I currently only have about 20% exposure overall to U.S. stocks (including discretionary and index funds). I do have about a 30% allocation to foreign stocks. The other half is in bills and similar instruments so it earned basically a zero in April. I guess that works out right, if you weight the returns by the allocations. That zero-ish return on half the portfolio really drags when the market rallies 20% in a month. Then again, I suppose a 7% monthly return would compound to make me really wealthy, really quickly.

Goals, What Goals?

With the new year/decade, I established some goals for 2020.

I am on pace with my 60% savings rate goal (or right around it) and $50K in annual savings/contributions to investments. As I’ve said, I largely automate this. I do sort of run my “overdraft” through my brokerage account, so that is one reason I’m not 100% certain about the returns. I usually just look at how things have been trending and only really dig into the underlying figures maybe once a year.

My body composition goal is status quo. I started doing some cardio lately. I do not have a home gym. I am trying to eat pop tarts as I type this…not ideal.

As for the reading goal, I have finished When Genius Failed, and Concentrated Investing. I forgot that I also “read” (it has a ton of graphics/charts) Factfulness. It was interesting, but I don’t think I would recommend it.

I am pretty sure there is like a Ted Talk or something about the premise which gives you the gist. Essentially, the world has been dramatically improving and narratives (negative ones in this case) are totally untrustworthy. You have to go to the data to make meaningful inference.

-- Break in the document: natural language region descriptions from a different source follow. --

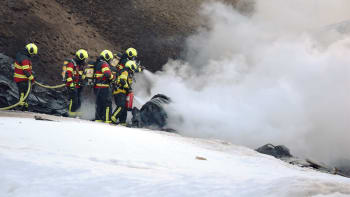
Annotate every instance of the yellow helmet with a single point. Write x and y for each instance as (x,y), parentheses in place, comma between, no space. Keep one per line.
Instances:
(131,52)
(32,49)
(107,55)
(82,54)
(131,65)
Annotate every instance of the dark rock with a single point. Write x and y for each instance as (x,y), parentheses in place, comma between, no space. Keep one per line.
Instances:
(152,113)
(279,151)
(283,153)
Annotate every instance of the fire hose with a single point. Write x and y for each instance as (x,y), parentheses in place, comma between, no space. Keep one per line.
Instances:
(21,100)
(50,87)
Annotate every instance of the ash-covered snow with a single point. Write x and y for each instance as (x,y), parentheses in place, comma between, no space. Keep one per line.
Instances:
(82,158)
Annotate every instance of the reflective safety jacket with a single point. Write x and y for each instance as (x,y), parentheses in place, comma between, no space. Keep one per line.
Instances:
(74,73)
(23,67)
(103,74)
(124,81)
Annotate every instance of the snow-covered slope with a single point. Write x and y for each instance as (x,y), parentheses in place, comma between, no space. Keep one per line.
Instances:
(71,157)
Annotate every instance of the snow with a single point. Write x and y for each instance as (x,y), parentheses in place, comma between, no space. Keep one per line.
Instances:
(81,158)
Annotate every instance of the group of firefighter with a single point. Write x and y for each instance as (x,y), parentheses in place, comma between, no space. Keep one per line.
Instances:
(78,72)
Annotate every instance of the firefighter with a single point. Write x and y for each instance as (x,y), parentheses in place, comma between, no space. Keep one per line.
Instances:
(129,54)
(23,71)
(103,76)
(122,89)
(74,72)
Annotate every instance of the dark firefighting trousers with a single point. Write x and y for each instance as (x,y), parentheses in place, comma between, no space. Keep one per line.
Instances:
(74,100)
(22,90)
(121,111)
(103,104)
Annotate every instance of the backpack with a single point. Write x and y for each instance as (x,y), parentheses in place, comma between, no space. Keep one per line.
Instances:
(64,68)
(89,74)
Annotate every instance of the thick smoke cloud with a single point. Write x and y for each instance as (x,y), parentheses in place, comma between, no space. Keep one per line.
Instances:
(271,77)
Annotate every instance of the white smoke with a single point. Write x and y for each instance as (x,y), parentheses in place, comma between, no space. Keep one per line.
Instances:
(265,78)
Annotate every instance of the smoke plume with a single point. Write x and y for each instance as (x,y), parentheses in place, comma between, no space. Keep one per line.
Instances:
(279,75)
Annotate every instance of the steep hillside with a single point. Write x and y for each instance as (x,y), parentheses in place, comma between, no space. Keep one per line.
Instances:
(156,28)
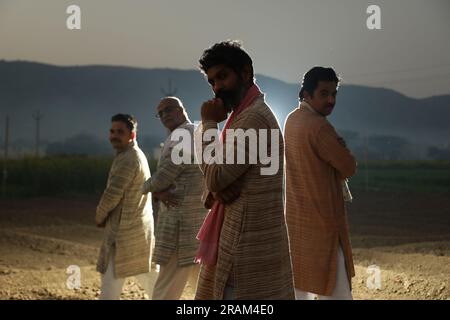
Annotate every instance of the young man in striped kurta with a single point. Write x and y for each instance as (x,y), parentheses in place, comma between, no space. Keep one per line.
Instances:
(178,191)
(317,165)
(248,258)
(125,214)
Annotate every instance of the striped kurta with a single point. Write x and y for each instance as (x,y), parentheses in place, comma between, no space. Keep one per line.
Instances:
(316,165)
(128,214)
(253,254)
(177,227)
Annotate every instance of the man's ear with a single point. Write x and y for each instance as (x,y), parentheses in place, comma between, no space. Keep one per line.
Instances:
(306,95)
(247,73)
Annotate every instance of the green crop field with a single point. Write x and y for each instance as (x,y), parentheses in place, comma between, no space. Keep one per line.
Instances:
(57,176)
(66,176)
(403,176)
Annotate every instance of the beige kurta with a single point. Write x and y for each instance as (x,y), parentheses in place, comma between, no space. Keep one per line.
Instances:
(253,247)
(128,215)
(316,165)
(177,227)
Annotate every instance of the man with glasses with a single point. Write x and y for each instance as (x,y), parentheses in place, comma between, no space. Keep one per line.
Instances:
(177,189)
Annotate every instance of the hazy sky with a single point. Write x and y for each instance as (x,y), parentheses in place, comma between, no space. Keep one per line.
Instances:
(411,53)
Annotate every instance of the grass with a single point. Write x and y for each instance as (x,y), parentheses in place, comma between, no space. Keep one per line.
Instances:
(403,176)
(70,176)
(56,176)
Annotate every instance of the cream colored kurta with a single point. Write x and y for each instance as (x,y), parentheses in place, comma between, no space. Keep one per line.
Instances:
(253,247)
(177,227)
(128,215)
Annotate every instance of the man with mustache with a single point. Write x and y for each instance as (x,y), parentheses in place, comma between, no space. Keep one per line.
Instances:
(317,166)
(125,214)
(178,190)
(244,249)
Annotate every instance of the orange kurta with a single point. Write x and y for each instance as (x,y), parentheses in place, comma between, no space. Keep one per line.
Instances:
(316,164)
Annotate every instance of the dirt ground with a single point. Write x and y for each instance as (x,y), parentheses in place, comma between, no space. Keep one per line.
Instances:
(406,236)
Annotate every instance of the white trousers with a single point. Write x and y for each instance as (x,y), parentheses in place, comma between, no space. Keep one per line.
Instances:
(341,290)
(111,287)
(172,279)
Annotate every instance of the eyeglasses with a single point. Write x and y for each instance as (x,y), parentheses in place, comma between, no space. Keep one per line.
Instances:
(166,110)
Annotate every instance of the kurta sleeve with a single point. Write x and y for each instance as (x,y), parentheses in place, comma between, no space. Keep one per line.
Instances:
(124,172)
(219,176)
(332,152)
(165,176)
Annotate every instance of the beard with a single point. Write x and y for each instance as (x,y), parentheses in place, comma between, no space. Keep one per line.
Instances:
(232,97)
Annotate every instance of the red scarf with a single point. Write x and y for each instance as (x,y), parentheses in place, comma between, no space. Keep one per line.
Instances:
(209,233)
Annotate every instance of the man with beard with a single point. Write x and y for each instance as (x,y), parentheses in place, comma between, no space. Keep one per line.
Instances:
(244,249)
(125,214)
(317,165)
(178,189)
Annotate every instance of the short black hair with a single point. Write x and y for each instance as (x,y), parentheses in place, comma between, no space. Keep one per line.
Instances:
(229,53)
(312,77)
(129,120)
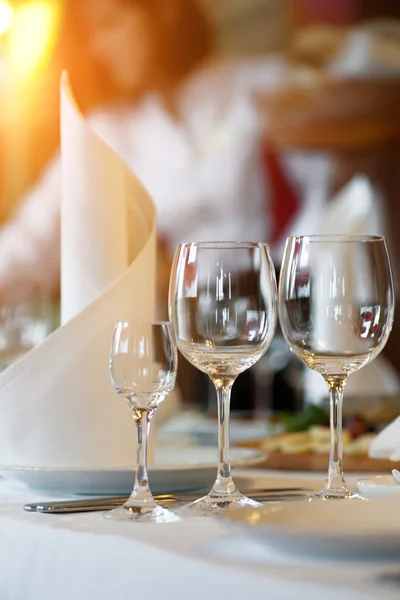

I do think it conveys some very useful information (especially in the current environment) for the general population, about framing and narrative, but I don’t know how remarkable it is within the pantheon of great books extolling the virtues of taking an evidence-based, behaviorally-aware path through life.

I recently picked up Jake Taylor’s the Rebel Allocator. I am enjoying the book and should be able to finish it up this month, with any cooperation from my toddler or my job. I am also reading Towers of Debt about the Reichmanns. They were big Canadian real estate developers who did Canary Wharf in London and Battery Park City in New York, among other developments. I can see that they are going to blow up based on levering too much and it sounds like they were using short-term commercial paper to finance longer-term cash flows. I am only moderately interested in real estate outside of REITS. I get the tax and positive leverage benefits (and even the optionality of levering up and maybe mailing the keys to the bank if you blow up), but I don’t know, it seems like a lot of work….maybe if I was at all handy.

ONWARD

Well, my toddler (and wife) didn’t allow me to watch the Berkshire meeting live yesterday, so I’m going to try and sneak it in this week. Here’s the full five hour plus video (what stamina and mental acuity!):

Yahoo puts out an audio only podcast version if that works better for you. I wonder if and when Buffett.cnbc.com will have the video. They provide transcripts and the videos are searchable. I really think I might try to go to Omaha next year. I’ve never been. It seems kind of like a pain in the ass, if you aren’t going there with the first-class crowd or to market something. Maybe I will go to the Boston Omaha meeting instead.

Well, the weather is really nice here today, so think I am going to go outside and read the Viacom proxy materials which I just received. The bright sunshine should help keep me from becoming too depressed as I read through the document. Thanks for reading and stay safe!